10

We use graphite to track history of disk utilisation over time. Our alerting system looks at the data from graphite to alert us when the free space falls below a certain number of blocks.

I'd like to get smarter alerts - what I really care about is "how long do I have before I have to do something about the free space?", e.g. if the trend shows that in 7 days I'll run out of disk space then raise a Warning, if it's less than 2 days then raise an Error.

Graphite's standard dashboard interface can be pretty smart with derivatives and Holt Winters Confidence bands but so far I haven't found a way to convert this to actionable metrics. I'm also fine with crunching the numbers in other ways (just extract the raw numbers from graphite and run a script to do that).

One complication is that the graph is not smooth - files get added and removed but the general trend over time is for disk space usage to increase, so perhaps there is a need to look at local minimum's (if looking at the "disk free" metric) and draw a trend between the troughs.

Has anyone done this?

Amos Shapira
  • 839
  • 2
  • 11
  • 23
  • what's your infrastructure? for instance if you're a vmware house you could look at their Operations Manager products which does this kind of predictive view on disk space. – Chopper3 Aug 07 '13 at 11:30
  • `The volume of crap people have to store will expand to fill the disk available.` - Old Sysadmin Axiom – voretaq7 Aug 07 '13 at 16:19
  • Our servers are split between VMware VM's using IBM XIV for disks, and KVM's using local SD's. I'm not sure we have access to that kind of information (my team does not manage the VMware or XIV) and would prefer a product-independent solution. – Amos Shapira Aug 07 '13 at 19:30

3 Answers3

9

Honestly "Days Until Full" is really a lousy metric anyway -- filesystems get REALLY STUPID as they approach 100% utilization.
I really recommend using the traditional 85%, 90%, 95% thresholds (warning, alarm, and critical you-really-need-to-fix-this-NOW, respectively) - this should give you lots of warning time on modern disks (let's say a 1TB drive: 85% of a terabyte still leaves you lots of space but you're aware of a potential problem, by 90% you should be planning a disk expansion or some other mitigation, and at 95% of a terabyte you've got 50GB left and should darn well have a fix in motion).

This also ensures that your filesystem functions more-or-less optimally: it has plenty of free space to deal with creating/modifying/moving large files.

If your disks aren't modern (or your usage pattern involves bigger quantities of data being thrown onto the disk) you can easily adjust the thresholds.


If you're still set on using a "days until full" metric you can extract the data from graphite and do some math on it.

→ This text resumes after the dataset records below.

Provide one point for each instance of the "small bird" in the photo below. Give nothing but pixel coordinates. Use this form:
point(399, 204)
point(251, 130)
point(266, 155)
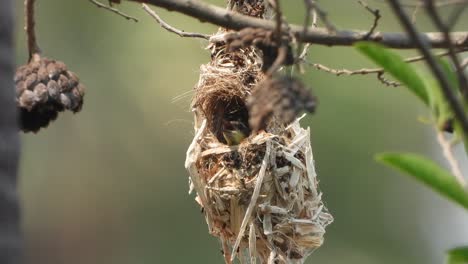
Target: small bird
point(234, 132)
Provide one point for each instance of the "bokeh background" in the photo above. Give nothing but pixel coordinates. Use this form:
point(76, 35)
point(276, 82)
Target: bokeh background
point(108, 186)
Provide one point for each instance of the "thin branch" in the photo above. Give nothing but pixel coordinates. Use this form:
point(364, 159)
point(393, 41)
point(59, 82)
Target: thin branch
point(232, 20)
point(424, 47)
point(382, 79)
point(462, 81)
point(415, 12)
point(438, 4)
point(377, 17)
point(448, 154)
point(464, 63)
point(172, 29)
point(11, 238)
point(456, 13)
point(29, 27)
point(114, 10)
point(323, 16)
point(310, 13)
point(379, 71)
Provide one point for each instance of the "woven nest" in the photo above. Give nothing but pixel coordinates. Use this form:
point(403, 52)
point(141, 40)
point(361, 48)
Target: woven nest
point(260, 196)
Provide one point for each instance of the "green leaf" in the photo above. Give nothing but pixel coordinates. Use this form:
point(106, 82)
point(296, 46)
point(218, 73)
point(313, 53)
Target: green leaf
point(396, 66)
point(440, 108)
point(428, 172)
point(458, 256)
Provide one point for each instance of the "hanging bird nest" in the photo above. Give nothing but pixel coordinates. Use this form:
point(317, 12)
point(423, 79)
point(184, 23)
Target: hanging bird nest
point(259, 192)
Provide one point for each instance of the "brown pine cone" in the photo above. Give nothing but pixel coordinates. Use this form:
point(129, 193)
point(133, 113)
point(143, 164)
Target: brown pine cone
point(45, 87)
point(282, 97)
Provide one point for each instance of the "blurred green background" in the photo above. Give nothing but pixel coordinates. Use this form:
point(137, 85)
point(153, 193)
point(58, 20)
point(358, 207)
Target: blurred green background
point(108, 185)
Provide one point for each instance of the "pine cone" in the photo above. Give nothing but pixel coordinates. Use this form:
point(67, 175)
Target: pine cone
point(282, 97)
point(45, 87)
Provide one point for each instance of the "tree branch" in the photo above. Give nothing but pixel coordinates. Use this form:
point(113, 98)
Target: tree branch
point(424, 48)
point(463, 83)
point(10, 235)
point(232, 20)
point(30, 23)
point(172, 29)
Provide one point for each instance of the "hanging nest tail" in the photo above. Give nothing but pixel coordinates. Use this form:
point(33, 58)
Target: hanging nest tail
point(258, 191)
point(45, 87)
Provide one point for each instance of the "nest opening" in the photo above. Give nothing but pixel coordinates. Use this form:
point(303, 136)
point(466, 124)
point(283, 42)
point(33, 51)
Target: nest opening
point(231, 115)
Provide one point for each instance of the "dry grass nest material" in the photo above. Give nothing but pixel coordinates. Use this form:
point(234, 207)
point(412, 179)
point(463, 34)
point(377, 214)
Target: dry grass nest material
point(260, 197)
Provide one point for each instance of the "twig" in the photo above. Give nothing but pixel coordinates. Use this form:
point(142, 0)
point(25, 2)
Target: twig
point(310, 13)
point(377, 16)
point(438, 4)
point(424, 47)
point(379, 71)
point(323, 16)
point(232, 20)
point(464, 63)
point(29, 27)
point(456, 13)
point(114, 10)
point(462, 81)
point(448, 154)
point(11, 238)
point(415, 12)
point(382, 79)
point(172, 29)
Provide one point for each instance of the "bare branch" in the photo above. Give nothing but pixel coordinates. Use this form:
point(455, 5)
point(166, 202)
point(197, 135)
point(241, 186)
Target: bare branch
point(463, 83)
point(379, 71)
point(172, 29)
point(448, 154)
point(114, 10)
point(322, 15)
point(424, 47)
point(440, 3)
point(11, 241)
point(232, 20)
point(30, 23)
point(464, 63)
point(375, 13)
point(382, 79)
point(456, 13)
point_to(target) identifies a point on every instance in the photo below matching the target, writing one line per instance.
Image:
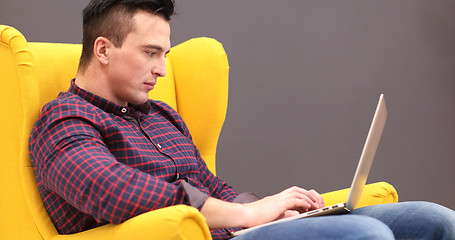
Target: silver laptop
(360, 177)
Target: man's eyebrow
(156, 47)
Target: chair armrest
(375, 193)
(176, 222)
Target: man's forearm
(221, 214)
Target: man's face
(134, 67)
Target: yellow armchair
(196, 85)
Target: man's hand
(294, 200)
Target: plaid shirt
(97, 162)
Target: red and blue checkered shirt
(97, 162)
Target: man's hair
(113, 19)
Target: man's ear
(101, 48)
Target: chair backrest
(32, 74)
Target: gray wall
(305, 78)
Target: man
(103, 152)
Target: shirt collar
(106, 105)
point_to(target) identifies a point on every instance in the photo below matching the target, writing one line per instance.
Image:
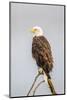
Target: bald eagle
(41, 52)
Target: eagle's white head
(37, 31)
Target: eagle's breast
(41, 52)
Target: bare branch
(34, 82)
(37, 87)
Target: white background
(4, 49)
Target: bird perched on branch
(41, 52)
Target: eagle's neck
(38, 34)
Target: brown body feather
(41, 51)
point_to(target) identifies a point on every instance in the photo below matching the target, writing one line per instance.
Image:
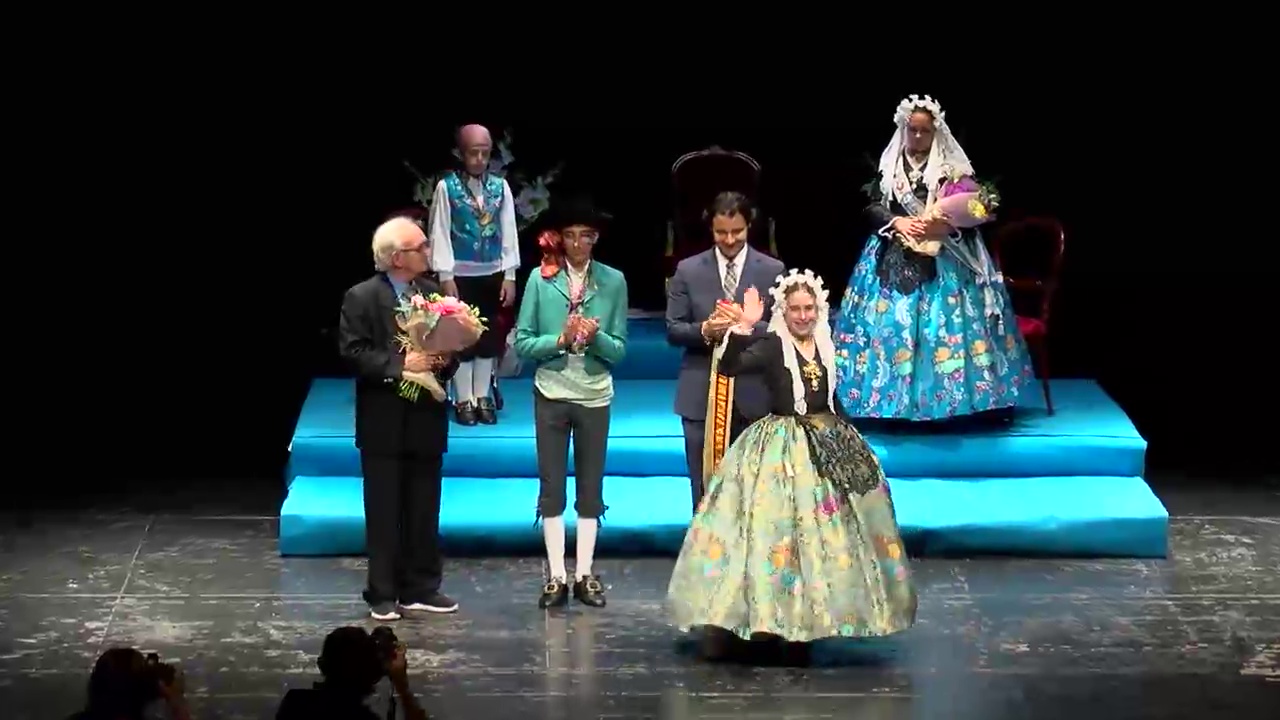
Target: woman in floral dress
(926, 329)
(796, 538)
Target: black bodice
(762, 354)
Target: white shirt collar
(739, 260)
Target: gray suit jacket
(691, 296)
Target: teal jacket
(544, 309)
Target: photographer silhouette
(124, 683)
(352, 662)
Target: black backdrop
(1166, 324)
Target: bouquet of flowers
(964, 203)
(434, 324)
(533, 196)
(961, 203)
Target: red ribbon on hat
(553, 253)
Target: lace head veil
(821, 332)
(945, 154)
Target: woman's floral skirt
(795, 538)
(920, 346)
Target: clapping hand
(417, 361)
(722, 319)
(913, 228)
(570, 331)
(753, 310)
(936, 228)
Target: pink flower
(449, 306)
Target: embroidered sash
(720, 410)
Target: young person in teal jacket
(574, 326)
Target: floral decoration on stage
(434, 324)
(533, 194)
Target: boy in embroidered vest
(574, 326)
(475, 251)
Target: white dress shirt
(440, 231)
(739, 261)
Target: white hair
(389, 237)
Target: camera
(159, 673)
(385, 643)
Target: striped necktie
(730, 281)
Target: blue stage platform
(1068, 484)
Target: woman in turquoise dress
(926, 329)
(795, 538)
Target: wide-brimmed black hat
(575, 210)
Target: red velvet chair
(1029, 254)
(696, 178)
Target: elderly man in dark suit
(693, 295)
(401, 443)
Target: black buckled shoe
(589, 591)
(485, 411)
(465, 413)
(554, 595)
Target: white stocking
(481, 377)
(553, 534)
(462, 383)
(586, 529)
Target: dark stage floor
(1197, 636)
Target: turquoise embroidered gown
(795, 537)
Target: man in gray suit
(699, 283)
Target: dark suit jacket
(691, 296)
(385, 423)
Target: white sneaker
(384, 613)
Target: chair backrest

IBM's monitoring tools implement several days-until-full metrics which can give you an idea of how to implement it, but basically you're taking the rate of change between two points in history.

For the sake of your sanity you could use the derivative from Graphite (which will give you the rate of change over time) and project using that, but if you REALLY want "smarter" alerts I suggest using daily and weekly rate of change (calculated based on peak usage for the day/week).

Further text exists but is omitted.